How much higher gain antennas, or an amplifier, help with range depends on a lot of factors. It isn't generally true that an additional 6 dB antenna gain will give you double the range. Let me explain. (I have a P3 4K but the same applies to the P3 Standard.)
First of all consider the 5.8GHz control signal side. This is one way from the RC to the drone. So your control range depends on two things being true: there is enough RF power from the RC reaching the 5.8GHz drone antennas for it to detect the signal, and the noise floor at the drone is low enough to decode the signal. There is nothing you can do about the noise floor on the drone side (without modifying the drone) - the drone has omni antennas. So it is really just about the RF power at the drone. There are two ways to increase this - add antenna gain on the RC side, or add power (using an amplifier) on the RC side. In both cases 6 dBi gain (either via an antenna or via an amplifier) will roughly double your control distance.
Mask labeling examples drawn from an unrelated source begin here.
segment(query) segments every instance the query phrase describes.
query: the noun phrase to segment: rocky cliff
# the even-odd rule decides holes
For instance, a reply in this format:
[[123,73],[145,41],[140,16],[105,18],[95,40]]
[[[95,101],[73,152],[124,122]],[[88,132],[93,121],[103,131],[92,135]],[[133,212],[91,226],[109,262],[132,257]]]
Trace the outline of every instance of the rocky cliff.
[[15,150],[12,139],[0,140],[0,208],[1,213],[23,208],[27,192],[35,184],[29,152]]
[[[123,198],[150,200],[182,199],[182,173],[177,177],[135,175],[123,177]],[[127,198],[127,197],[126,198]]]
On the 2.4GHz video downlink side, things are more complicated. This is one way from the drone to the RC (not technically true, but good enough for this discussion). Again the video downlink range depends on two things being true: there is enough RF power from the drone reaching the 2.4GHz RC antennas for it to detect the signal, and the noise floor at the RC is low enough to decode the signal. In this case, there is nothing you can do to change the RF power from the drone reaching the RC. An amplifier will have some level of receive gain (usually 12 dBi or thereabouts) but this will amplify the noise as well as the signal, so amplifiers will only help if the signal is low but the noise is also low. This will typically be the case if for example you are flying in a rural environment with very little ambient RF noise, but in an urban environment where you are noise limited an amplifier will likely not help at all. Note that the transmit gain of the amplifier really has no impact here, because the video downlink is from the drone to the RC. This is why people see very little difference on the downlink side whether they are using a 1W or 4W amplifier. However the antenna gain is important. A 6 dBi antenna gain means not just that the transmission cone is shrunk by 4X in volume (so you get 4X more power at a given point within the cone - i.e. twice the distance - vs. an isotropic emitter but again this isn't important for the video downlink) but also that the receive cone is shrunk by 4X in volume. This means that (assuming the noise is isotropic, i.e. equal in all directions) your received signal level won't increase, but the noise level will drop by 4X. So again if you are flying in open environments, a 6 dBi antenna gain may double your video downlink distance. But in an urban environment, if the drone is flying near a bunch of RF sources (like wi-fi hotspots), if you are aiming the RC towards the drone the antenna is also capturing the RF noise from those hotspots. So the noise level may drop by much less than 4X, or not at all. So you will see much less than a doubling in distance.
So in summary: for the control link, 6 dBi on the antenna or the amp will usually double your distance in any environment. For the video link, 6 dBi on the amp will probably do very little, and 6 dBi on the antenna will double your distance in an open environment but may do very little in an RF-congested (urban) environment.
My own set-up is a Phantom 3 4K. Stock I could get about 2000ft in an open environment. With the ARGtek mod (two 7dBi 2.4GHz panels, one 10 dBi 5.8GHz omni) I can get about 6000ft in an open environment. With two 3W 2.4GHz Sunhans amplifiers and one 4W REXUAV 5.8GHz amplifier, I can get about 17000ft in an open environment. So the amplifiers help a lot, because I am signal limited rather than noise limited.
In an urban environment the distance gains are much smaller. Stock I could get about 1000ft, with ARGtek around 2500ft and with the amplifiers around 3500ft. So the amplifiers help very little, because I am noise limited rather than signal limited. But it's very variable.
The great thing about the ARGtek set-up is not necessarily that the ARGtek antennas are particularly great, but that without destroying the controller you get 3 SMA antenna connectors that you can place whatever antennas you want on, so you can very quickly do experiments. I've ordered a bunch of different antennas and will be testing them at some point to see how they work vs. the standard ARGtek antennas.
Sorry for the length of this. It's a complicated topic. Hope this helps someone.